Еще продолжается: «Первопрестольная столица всегда отправляла миссии сердца в общественном теле отчизны» (все та же страница).
Далее продолжается: «В Москве, как в сердце, сосредоточиваются
все существенные биения национальной жизни, все самые горячие приметы народного характера, самые резкие признаки (в сердце-то?) русского типа» (опять та же страница).И еще продолжается: «Да, еще раз, – она есть сердце (на этот раз уж не сердцем) «России» (и все-таки та же страница, – все десятая).
Неужели и теперь еще не узнаете?{5}
Нет, не может быть!.. О милое предисловие! Кто же не узнает в тебе незабвенного «Москвитянина» по этой любви к родине (то есть к Москве), по этому неуменью говорить по-русски, по этой наклонности к повторению одной и той же мысли в десяти разных фразах! Так это ты – пристальный чтитель летописи, предопределенный наблюдатель народной жизни! Только тебе мог достаться изумительный удел: «Дышать тем, что вырастает внутри тебя»! Кто, кроме тебя, может дышать такими прелестями? Все люди дышат воздухом, внешним воздухом; ты только можешь дышать «убеждениями, выростающими в тебе самом». Бедный! Я не завидую твоим легким, твоему обонянию и всему твоему уделу. Особенно когда вспомню о пресловутых заложениях, которые в тебе образовались, как ты уверял несколько лет тому назад{6}.

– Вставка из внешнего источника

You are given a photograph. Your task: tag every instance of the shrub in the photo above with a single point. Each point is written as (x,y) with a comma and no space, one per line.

Но, вспомнивши о заложениях,
я уже не могу оторваться от милых воспоминаний, которые оставил в моем сердце незабвенный «Москвитянин» пятидесятых годов. Я доселе живо себе представляю те тощие книжки, в которых отличались старая редакция и молодая редакция. Старую представлял г. Погодин и отчасти г. Шевырев, молодую – гг. Б. Н. Алмазов, Е. Н. Эдельсон, С. П. Колошин и т. п. Я как теперь вижу пред собою рьяные статейки молодой редакции; старая редакция обыкновенно к первой странице их помещала примечание, гласившее, что молодая редакция городит чепуху; молодая же редакция вознаграждала себя тем, что в продолжение статьи старалась доказать, что старая редакция ничего не смыслит… Умилительно было видеть такое полное беспристрастие, и всякий читатель невольно наполнялся доверием к добросовестности обеих редакций. Как хороши после этого казались и объявления г. Погодина о том, что он в своих критических статьях все не может удержаться от старой профессорской привычки: означать достоинство сочинения числом баллов, как делал со студентами;{7} и рассуждения молодой редакции о меевском элементе в поэзии,{8} о достоинствах какого-то романа, состоящих в том, что герой его называется Борисом, о поставлении собственного я вразрез с окружающей действительностью;{9} и самые повести г. Колошина и стихотворения г. Б. Алмазова, Эраста Благонравова, графини Евдокии Ростопчиной и т. п. – как хорошо шли к «Москвитянину»!